Hi - after 16 months of chronic and acute pain, that came on suddenly out of nowhere one day, (inside my privates, pelvic area and lower back..) I spent 11 months of these spent on Fentanyl patches and then (due to losing 2 stone in weight and multiple other AWFUL side effects) switching to Buprenorphine 8mg.. I have just started TODAY on Oxynorm 5mg tablets - one or two every four hours.
The chemist was VERY concerned about this level of medication (she is new and din't know me or my history) and REALLY unnerved me. I feel pretty woozy and a bit sick - though this is day one. Can anyone give me any helpful advice? Hopefully, nothing that is going to make me panic, as I live alone - and feelings can really consume me, dealing with this, on my own in a one bedroom flat.
I am worried as OxyNorm is meant to be REALLY addictive...? But surely - if the pain lessens, I can switch back to buprenorphine and then taper down? Unfortunately, the pain is showing no signs of lessening anyway. There are NO appts for a pain management clinic in my area.. they will contact me IF one becomes available. Though I am due to see a Neurologist (finally)!! at the end of April.. as possibly, (2 Osteopaths think) it could be Pudendal Nerve Syndrome.. but I'm a bit unsure...
Could anyone describe the symptoms of Pudendal Nerve Syndrome? I seem to have them all but I CAN sit down - it is more painful when sitting and leaning forward to type on my laptop as I am now.. and I find myself rearranging my position alot if just sitting down talking to someone - I end up trying to adjust my position so I am leaning right back - the weight on my shoulders of a chair with a back, lessening the weight on my privates... could this be Pudendal Nerve Syndrome?
It is worse for me often when walking any particular distance or standing.
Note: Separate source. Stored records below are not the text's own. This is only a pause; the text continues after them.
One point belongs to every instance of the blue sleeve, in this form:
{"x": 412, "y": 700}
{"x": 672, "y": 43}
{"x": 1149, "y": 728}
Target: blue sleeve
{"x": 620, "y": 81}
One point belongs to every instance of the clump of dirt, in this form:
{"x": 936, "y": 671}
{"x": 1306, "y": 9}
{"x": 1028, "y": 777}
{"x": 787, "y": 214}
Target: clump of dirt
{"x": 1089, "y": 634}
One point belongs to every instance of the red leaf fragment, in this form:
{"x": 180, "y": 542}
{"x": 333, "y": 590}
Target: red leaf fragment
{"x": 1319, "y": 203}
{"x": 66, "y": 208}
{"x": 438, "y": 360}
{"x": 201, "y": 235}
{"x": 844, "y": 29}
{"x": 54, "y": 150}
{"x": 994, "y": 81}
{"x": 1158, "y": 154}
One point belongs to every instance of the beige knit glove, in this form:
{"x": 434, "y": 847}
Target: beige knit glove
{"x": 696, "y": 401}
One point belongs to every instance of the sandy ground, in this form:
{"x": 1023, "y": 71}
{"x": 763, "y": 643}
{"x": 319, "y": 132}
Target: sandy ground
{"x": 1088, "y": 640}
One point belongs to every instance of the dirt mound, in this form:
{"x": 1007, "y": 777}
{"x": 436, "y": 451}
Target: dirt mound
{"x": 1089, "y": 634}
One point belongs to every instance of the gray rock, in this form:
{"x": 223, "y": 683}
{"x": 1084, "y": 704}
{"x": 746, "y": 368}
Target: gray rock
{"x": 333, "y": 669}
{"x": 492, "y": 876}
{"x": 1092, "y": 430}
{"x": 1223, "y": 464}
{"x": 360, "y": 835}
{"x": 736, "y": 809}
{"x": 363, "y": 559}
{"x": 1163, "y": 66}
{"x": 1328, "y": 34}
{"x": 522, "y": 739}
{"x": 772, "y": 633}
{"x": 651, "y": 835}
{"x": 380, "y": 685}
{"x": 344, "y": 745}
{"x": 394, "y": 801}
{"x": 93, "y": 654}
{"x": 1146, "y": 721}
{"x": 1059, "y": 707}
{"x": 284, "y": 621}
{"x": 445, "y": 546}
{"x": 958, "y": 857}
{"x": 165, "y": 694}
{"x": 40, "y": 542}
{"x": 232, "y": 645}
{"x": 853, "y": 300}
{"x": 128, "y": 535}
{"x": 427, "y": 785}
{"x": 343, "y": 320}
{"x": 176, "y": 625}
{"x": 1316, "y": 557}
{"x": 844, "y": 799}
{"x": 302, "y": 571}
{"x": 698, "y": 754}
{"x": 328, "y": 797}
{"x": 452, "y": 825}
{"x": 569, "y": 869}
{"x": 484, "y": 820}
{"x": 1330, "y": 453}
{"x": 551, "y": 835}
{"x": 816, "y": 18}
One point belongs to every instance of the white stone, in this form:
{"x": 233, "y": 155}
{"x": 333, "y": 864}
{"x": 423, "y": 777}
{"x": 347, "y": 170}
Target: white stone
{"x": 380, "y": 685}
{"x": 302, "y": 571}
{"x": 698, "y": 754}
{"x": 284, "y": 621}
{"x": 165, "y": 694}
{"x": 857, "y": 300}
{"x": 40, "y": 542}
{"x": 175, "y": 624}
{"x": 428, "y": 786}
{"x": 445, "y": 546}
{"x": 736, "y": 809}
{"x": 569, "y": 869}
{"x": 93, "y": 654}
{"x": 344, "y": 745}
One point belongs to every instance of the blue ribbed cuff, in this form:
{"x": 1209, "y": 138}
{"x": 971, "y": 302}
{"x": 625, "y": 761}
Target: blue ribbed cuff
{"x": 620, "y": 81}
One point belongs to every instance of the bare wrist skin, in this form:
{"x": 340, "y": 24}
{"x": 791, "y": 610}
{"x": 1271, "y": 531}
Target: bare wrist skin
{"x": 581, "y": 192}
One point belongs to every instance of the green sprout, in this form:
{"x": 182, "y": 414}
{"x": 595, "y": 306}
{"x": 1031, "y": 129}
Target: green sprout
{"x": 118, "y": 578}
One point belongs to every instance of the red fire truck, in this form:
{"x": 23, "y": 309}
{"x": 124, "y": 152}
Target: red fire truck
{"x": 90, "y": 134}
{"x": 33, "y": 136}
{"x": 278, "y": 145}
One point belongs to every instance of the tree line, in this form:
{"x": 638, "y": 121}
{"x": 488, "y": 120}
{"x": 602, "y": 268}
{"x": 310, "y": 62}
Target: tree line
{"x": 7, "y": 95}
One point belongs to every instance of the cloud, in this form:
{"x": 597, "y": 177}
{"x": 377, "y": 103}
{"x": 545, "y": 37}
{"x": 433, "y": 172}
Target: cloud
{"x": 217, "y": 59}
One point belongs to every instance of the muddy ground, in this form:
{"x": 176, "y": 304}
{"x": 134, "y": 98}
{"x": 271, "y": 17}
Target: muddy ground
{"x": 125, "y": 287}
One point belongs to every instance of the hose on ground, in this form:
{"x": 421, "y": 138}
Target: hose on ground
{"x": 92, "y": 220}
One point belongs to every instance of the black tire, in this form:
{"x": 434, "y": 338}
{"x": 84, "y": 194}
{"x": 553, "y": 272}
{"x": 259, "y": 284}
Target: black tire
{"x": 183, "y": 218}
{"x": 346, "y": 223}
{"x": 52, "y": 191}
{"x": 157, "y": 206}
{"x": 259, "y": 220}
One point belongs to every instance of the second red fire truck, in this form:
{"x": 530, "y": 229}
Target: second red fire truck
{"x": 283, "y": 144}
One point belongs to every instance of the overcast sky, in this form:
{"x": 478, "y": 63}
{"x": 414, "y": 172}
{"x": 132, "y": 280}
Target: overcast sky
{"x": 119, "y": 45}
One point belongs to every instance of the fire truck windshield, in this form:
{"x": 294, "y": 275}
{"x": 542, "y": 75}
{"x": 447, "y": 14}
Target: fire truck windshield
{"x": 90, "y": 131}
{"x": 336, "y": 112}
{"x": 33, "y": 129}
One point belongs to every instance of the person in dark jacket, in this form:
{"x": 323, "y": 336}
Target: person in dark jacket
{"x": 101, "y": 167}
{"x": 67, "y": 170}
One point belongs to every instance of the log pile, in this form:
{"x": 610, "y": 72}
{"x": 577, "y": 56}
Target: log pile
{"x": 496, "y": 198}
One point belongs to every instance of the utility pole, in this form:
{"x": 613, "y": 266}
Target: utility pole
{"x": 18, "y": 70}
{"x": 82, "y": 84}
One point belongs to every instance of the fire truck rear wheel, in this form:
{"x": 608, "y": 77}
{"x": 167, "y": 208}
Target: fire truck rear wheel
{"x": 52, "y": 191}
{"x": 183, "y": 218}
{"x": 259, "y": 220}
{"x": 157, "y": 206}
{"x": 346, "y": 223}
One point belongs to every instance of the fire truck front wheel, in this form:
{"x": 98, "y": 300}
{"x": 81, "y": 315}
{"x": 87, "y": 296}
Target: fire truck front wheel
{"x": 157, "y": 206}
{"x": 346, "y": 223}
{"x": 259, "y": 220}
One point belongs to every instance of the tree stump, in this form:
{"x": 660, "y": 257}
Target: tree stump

When it first happened I felt like my insides (which permanently 'sting' like broken glass up there) were hanging out.. however MRIs reveal nothing! So it is not a female hernia, STD, Endemetriosis.. any tips on what Pudendal Nerve Syndrome feels like would be really welcome. As I said, I am finally after 16 months, going to see a neurologist at St Barts in London at the end of April - and wondered if there's any particular questions I should ask - or anything special I should make sure I tell him.. I also have majorly increased urinary frequency -and am constipated. How attractive!! Glad this isn't a dating site.
Any advice on OxyNorm vs Buprenorphine very appreciated - and also Pudendal Nerve Syndrome... thank you!!!